# Case 970 Torque limiter disc



## Braaaap (Oct 20, 2015)

On my case 970 tractor once warm it doesn't wanna pull its self forward or reverse in second third or forth gear. The engine runs strong but the power shift doesn't have the umff to move the tractor. First gear seams to work ok but on any little incline it struggles in first gear also. From what I read on the internet it sounds like it could be the torque limiter disc. Does this sound right? Or if it was that would it do it when it's cold also? 
Thanks


----------



## 8350HiTech (Jul 26, 2013)

Had a torque limiter go out on an 1896. Don't recall exact details but sounds similar.


----------



## Braaaap (Oct 20, 2015)

Ok thanks. I had a local mechanic quote me 8-12 hours to replace the torque limiter disc over the phone. He hasn't had time to look at it yet but will in a week or so


----------



## Coondle (Aug 28, 2013)

Sounds like the torque limiter clutch, being the disc and the bellvelle spring. Both ought to be replaced and not just the disc.

With 10 or so hours labour it would be false economy to only replace the disc without the spring even if it looks good.

The washers holding the disc down ought to be replaced too.

Estimate of hours seems reasonable but I would expect toward the higher number. After all the tractor has to be split, disc removed and the new one carefully torqued down then the tractor reassembled.


----------



## Coondle (Aug 28, 2013)

Forgot to also mention getting the pressures tested on the power shift. All of the magic is done by hydraulic pressure. Pressure down and power shift suffers.


----------



## Braaaap (Oct 20, 2015)

The mechanic had a look at the tractor and said its not the torque limiter disk. Because it's not slipping in 2nd power shift. So he said its one of the clutch plates(can't remember which one he said) but he wanted to let me know that it will be a much costlier job now to fix it. I said to hold off for now while I see if it's worth doing the power shift or not which he said could be around $5000 but he won't know for sure until he opens it up.
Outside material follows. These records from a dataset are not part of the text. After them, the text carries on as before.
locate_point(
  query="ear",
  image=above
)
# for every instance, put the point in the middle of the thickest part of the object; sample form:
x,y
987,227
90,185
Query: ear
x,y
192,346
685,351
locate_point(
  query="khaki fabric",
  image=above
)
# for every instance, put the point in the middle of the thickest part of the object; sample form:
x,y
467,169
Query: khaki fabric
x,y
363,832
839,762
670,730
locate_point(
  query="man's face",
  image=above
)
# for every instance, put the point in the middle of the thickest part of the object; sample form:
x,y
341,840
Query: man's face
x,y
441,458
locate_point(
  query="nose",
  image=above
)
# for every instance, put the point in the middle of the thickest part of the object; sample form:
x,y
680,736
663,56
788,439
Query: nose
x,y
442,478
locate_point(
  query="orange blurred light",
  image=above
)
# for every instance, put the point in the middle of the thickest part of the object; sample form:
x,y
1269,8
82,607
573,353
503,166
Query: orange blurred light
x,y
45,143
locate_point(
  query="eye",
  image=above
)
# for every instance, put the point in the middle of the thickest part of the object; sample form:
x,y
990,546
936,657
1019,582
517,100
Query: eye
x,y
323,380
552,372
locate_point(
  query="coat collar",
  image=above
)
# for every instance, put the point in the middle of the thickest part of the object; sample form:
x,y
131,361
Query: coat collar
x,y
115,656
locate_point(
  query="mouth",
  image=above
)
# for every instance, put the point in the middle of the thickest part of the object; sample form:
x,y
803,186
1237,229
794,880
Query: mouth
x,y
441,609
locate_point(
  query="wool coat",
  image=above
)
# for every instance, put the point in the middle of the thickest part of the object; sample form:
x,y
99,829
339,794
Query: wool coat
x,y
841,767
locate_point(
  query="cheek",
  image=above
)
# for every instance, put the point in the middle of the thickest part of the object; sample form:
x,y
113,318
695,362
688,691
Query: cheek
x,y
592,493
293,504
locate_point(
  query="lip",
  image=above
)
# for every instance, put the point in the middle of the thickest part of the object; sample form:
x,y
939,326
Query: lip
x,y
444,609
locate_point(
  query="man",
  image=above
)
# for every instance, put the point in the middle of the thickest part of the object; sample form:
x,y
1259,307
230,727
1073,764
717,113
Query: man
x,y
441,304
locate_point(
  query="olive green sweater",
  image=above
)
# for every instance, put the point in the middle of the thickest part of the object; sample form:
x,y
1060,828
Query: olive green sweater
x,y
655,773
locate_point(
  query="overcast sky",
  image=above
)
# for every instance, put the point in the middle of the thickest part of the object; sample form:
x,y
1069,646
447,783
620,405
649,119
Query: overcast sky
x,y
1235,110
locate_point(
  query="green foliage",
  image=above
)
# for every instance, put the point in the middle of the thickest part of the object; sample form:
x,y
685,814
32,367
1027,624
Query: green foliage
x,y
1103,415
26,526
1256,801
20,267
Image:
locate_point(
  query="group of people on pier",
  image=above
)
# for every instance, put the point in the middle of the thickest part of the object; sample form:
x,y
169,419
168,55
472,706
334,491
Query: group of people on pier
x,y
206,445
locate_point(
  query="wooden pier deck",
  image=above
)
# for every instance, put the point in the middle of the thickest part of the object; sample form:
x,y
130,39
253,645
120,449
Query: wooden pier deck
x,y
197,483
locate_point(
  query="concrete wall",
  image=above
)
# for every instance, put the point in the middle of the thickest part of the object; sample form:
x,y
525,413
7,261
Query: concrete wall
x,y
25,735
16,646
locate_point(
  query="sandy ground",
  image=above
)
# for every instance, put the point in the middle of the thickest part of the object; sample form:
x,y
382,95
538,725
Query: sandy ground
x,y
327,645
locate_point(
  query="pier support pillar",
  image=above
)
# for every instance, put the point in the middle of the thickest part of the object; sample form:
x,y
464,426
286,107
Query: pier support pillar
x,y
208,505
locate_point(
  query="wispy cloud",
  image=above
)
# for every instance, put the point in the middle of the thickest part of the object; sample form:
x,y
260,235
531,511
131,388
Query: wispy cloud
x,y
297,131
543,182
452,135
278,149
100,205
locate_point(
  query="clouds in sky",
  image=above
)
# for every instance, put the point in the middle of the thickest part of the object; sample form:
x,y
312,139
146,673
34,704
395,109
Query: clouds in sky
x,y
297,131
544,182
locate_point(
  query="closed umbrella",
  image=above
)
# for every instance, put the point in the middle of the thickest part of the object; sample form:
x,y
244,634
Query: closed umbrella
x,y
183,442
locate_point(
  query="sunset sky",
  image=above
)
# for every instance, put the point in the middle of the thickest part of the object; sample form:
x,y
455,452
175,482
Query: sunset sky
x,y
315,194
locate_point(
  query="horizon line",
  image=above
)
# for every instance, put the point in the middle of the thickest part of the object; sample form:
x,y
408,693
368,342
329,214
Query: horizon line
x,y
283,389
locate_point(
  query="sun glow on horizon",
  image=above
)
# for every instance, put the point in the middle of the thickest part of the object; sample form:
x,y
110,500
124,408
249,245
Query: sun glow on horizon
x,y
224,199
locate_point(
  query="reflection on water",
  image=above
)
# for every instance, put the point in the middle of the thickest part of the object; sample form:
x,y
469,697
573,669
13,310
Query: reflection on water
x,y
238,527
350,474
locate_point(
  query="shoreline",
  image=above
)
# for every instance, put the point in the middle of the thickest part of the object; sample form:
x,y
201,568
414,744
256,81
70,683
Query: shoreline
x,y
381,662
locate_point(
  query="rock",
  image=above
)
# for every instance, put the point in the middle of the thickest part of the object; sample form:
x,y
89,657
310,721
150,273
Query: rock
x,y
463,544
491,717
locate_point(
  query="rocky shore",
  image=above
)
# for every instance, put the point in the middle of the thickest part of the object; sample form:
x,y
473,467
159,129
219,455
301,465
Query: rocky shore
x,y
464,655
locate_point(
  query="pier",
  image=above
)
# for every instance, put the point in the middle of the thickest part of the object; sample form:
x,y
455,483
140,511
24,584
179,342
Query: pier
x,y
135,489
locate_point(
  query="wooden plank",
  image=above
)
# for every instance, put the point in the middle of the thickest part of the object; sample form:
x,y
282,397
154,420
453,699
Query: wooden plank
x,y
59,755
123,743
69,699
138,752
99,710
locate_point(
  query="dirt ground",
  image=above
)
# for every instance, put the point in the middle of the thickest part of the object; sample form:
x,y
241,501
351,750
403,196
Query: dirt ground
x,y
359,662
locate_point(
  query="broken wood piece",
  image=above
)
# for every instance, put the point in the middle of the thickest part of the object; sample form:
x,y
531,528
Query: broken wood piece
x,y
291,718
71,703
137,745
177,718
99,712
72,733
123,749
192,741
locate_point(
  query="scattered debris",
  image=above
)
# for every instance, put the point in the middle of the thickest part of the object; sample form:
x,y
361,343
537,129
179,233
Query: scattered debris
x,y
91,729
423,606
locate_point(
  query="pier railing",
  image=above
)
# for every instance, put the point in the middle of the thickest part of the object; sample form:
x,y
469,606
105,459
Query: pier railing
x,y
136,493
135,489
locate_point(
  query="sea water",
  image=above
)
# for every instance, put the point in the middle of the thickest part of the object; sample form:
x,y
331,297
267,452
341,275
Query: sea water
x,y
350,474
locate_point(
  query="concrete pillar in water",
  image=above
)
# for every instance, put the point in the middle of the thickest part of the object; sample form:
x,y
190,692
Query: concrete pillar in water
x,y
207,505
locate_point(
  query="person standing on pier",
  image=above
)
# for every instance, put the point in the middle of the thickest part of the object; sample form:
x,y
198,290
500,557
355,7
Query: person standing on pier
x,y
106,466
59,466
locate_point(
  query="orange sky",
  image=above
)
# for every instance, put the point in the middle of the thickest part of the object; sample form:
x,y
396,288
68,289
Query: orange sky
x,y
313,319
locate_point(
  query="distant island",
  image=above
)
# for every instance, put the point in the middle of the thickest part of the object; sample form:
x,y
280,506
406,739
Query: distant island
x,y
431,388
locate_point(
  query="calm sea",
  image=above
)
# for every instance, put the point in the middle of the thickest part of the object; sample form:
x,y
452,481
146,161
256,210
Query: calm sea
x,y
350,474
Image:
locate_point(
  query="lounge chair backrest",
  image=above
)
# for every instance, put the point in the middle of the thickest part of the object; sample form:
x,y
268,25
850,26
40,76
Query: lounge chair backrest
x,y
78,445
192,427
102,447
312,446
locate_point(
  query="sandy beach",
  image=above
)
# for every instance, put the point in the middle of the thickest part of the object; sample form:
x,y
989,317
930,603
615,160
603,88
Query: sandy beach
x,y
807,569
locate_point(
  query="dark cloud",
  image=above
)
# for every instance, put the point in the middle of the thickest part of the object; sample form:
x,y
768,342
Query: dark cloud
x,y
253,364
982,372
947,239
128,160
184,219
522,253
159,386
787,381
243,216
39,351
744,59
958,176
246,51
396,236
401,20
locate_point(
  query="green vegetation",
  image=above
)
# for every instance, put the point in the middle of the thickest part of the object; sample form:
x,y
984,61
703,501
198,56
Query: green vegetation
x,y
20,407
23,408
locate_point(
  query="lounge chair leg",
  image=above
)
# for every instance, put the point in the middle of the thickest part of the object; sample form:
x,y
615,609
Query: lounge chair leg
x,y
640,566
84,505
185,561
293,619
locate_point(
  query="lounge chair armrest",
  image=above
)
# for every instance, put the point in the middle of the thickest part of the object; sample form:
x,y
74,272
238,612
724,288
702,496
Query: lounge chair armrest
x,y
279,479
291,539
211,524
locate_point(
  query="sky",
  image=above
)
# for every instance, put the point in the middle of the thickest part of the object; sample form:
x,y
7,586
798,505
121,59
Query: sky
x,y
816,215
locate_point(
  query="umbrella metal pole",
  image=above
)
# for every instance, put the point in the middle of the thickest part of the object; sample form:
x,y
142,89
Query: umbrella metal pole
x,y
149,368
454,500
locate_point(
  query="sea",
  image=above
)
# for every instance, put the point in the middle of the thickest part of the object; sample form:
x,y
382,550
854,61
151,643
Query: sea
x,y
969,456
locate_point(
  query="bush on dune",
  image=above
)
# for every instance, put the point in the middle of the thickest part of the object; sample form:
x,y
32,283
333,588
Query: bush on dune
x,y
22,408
I might tackle the job my self but I have never split a tractor before and not too sure what I'm getting my self into


----------



## 8350HiTech (Jul 26, 2013)

That shouldn't be a 5k job unless the housing is damaged. If it hasn't slipped long, the chances of that are extremely low. I don't know what your guy charges per hour but my local mechanic will typically do a 70 series powershift for $1500-2500 depending on amount of parts needed.


----------



## Braaaap (Oct 20, 2015)

Ya I'm going to get a second opinion/ quote from another mechanic later this week. The first guy charges $80/hour. This other guy I hear charges $45/hour.


----------



## Braaaap (Oct 20, 2015)

So I dropped my 970 off at the mechanics today for him to split and see what all I need to fix the slipping power shift. He will for sure have to replace the C2 clutch as it only works in power shift 2. Just wondering what else I should have a look at while the tractor is in 2 pieces?  Thanks for your help


----------



## Braaaap (Oct 20, 2015)

Got the tractor split today and looks like it needs a torque limiter disc and plate


----------



## slowzuki (Mar 8, 2011)

Yes sir that got chewed up.


----------